In a recent town hall meeting, a high school guidance counselor asked Hillary Clinton to explain her faith. Mrs. Clinton took the opportunity to share her views on Christianity and the Bible. These were her words.
Thank you for asking that. I am a person of faith. I am a Christian. I am a Methodist. I have been raised Methodist. I feel very grateful for the instructions and support I received starting in my family but through my church, and I think that any of us who are Christian have a constantly, constant, conversation in our own heads about what we are called to do and how we are asked to do it, and I think it is absolutely appropriate for people to have very strong convictions and also, though, to discuss those with other people of faith. Because different experiences can lead to different conclusions about what is consonant with our faith and how best to exercise it.
The idea you heard on the radio of looking at individuals, I think, is absolutely fair.
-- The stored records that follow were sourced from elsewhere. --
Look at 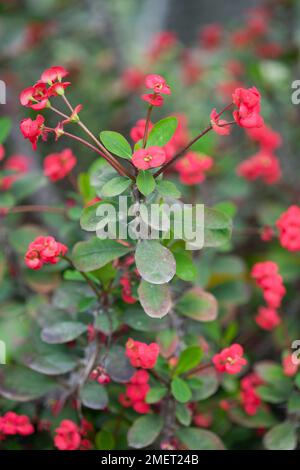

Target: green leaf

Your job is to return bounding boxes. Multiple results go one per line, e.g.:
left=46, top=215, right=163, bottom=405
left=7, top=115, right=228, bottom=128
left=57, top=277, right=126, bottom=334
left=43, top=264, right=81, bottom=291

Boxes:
left=204, top=207, right=232, bottom=247
left=136, top=171, right=156, bottom=196
left=175, top=403, right=192, bottom=426
left=104, top=345, right=136, bottom=383
left=135, top=240, right=176, bottom=284
left=80, top=381, right=108, bottom=410
left=101, top=176, right=131, bottom=197
left=171, top=377, right=192, bottom=403
left=100, top=131, right=132, bottom=159
left=146, top=116, right=178, bottom=147
left=173, top=252, right=197, bottom=282
left=176, top=287, right=218, bottom=322
left=41, top=321, right=87, bottom=344
left=128, top=414, right=164, bottom=449
left=146, top=385, right=168, bottom=404
left=174, top=346, right=202, bottom=375
left=176, top=428, right=225, bottom=450
left=138, top=280, right=172, bottom=318
left=25, top=352, right=77, bottom=375
left=0, top=116, right=12, bottom=144
left=72, top=237, right=130, bottom=272
left=95, top=429, right=116, bottom=450
left=0, top=366, right=57, bottom=402
left=264, top=421, right=297, bottom=450
left=156, top=180, right=181, bottom=199
left=80, top=201, right=107, bottom=232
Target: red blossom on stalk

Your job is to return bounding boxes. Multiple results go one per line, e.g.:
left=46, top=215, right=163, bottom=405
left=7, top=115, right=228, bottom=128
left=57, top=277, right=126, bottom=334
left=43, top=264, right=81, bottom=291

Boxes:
left=212, top=344, right=247, bottom=374
left=25, top=237, right=68, bottom=270
left=126, top=338, right=159, bottom=369
left=232, top=87, right=264, bottom=128
left=276, top=205, right=300, bottom=252
left=20, top=114, right=45, bottom=150
left=44, top=149, right=77, bottom=182
left=132, top=146, right=166, bottom=170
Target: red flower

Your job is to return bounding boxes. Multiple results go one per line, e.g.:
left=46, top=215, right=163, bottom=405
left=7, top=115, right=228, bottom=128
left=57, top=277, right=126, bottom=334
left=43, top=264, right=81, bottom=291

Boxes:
left=130, top=119, right=153, bottom=142
left=25, top=237, right=68, bottom=270
left=54, top=419, right=81, bottom=450
left=44, top=149, right=77, bottom=182
left=237, top=151, right=281, bottom=184
left=255, top=307, right=281, bottom=331
left=175, top=152, right=214, bottom=185
left=212, top=344, right=247, bottom=374
left=20, top=82, right=49, bottom=111
left=232, top=87, right=264, bottom=128
left=145, top=74, right=171, bottom=95
left=126, top=338, right=159, bottom=369
left=132, top=146, right=166, bottom=170
left=251, top=261, right=286, bottom=309
left=20, top=114, right=45, bottom=150
left=41, top=65, right=69, bottom=85
left=276, top=205, right=300, bottom=251
left=210, top=108, right=231, bottom=135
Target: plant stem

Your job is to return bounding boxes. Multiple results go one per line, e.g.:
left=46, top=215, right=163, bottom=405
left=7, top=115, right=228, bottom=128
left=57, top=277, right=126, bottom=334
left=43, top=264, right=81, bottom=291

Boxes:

My study of the Bible, my many conversations with people of faith, has led me to believe the most important commandment is to love the Lord with all your might and to love your neighbor as yourself, and that is what I think we are commanded by Christ to do, and there is so much more in the Bible about taking care of the poor, visiting the prisoners, taking in the stranger, creating opportunities for others to be lifted up, to find faith themselves that I think there are many different ways of exercising your faith. But I do believe that in many areas judgment should be left to God, that being more open, tolerant and respectful is part of what makes me humble about my faith, and I am in awe of people who truly turn the other cheek all the time, who can go that extra mile that we are called to go, who keep finding ways to forgive and move on. Those are really hard things for human beings to do, and there is a lot, certainly in the New Testament, that calls us to do that.
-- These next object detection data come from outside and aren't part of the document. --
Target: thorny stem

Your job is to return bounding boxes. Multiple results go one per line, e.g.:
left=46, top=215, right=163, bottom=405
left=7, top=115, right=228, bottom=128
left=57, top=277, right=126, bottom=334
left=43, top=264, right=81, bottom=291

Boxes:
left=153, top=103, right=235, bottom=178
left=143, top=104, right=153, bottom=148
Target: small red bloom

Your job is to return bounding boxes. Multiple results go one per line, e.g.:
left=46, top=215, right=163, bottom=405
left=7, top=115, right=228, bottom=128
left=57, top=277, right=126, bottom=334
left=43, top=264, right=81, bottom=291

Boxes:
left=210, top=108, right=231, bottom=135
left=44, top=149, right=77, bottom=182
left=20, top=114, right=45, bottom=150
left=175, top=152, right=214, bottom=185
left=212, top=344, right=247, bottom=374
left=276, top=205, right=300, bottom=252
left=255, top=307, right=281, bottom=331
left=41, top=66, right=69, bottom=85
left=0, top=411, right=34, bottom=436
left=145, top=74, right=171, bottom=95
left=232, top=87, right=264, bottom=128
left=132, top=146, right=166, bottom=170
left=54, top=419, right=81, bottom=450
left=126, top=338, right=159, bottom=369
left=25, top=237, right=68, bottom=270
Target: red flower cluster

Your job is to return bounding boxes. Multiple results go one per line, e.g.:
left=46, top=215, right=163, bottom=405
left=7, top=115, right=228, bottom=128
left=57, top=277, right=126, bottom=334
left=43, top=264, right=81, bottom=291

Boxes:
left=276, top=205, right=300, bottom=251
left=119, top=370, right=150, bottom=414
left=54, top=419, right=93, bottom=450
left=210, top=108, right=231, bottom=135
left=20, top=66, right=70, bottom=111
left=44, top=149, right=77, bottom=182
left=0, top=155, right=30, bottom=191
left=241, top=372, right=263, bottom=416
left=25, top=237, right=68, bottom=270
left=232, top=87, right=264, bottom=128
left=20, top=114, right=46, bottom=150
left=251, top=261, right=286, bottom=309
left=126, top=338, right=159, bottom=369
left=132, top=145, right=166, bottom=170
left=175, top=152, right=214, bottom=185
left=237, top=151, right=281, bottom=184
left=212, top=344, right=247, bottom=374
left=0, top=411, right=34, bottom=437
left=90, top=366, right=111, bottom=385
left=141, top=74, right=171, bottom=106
The famous discussion on the Sermon on the Mount should be something that you really pay attention to. There’s a lot of great Bible studies: What does the Sermon on the Mount really mean? What is it calling us to do and to understand? Because it sure does seem to favor the poor and the merciful and those who in worldly terms don’t have a lot but who have the spirit that God recognizes as being at the core of love and salvation.
So there is much to be learned and I have been very disappointed and sorry that Christianity, which has such great love at its core, is sometimes used to condemn so quickly and judge so harshly. When I think part of the message that I certainly have tried to understand and live with is to look at yourself first, to make sure you are being the kind of person you should be in how you are treating others, and I am by no means a perfect person, I will certainly confess that to one and all, but I feel the continuing urge to try to do better, to try to be kinder, to try to be more loving, even with people who are quite harsh.
So, I think you have to keep asking yourself, if you are a person of faith, what is expected of me and am I actually acting the way that I should? And that starts in small ways and goes out in very large ones, but it’s something that I take very seriously. So thank you for asking.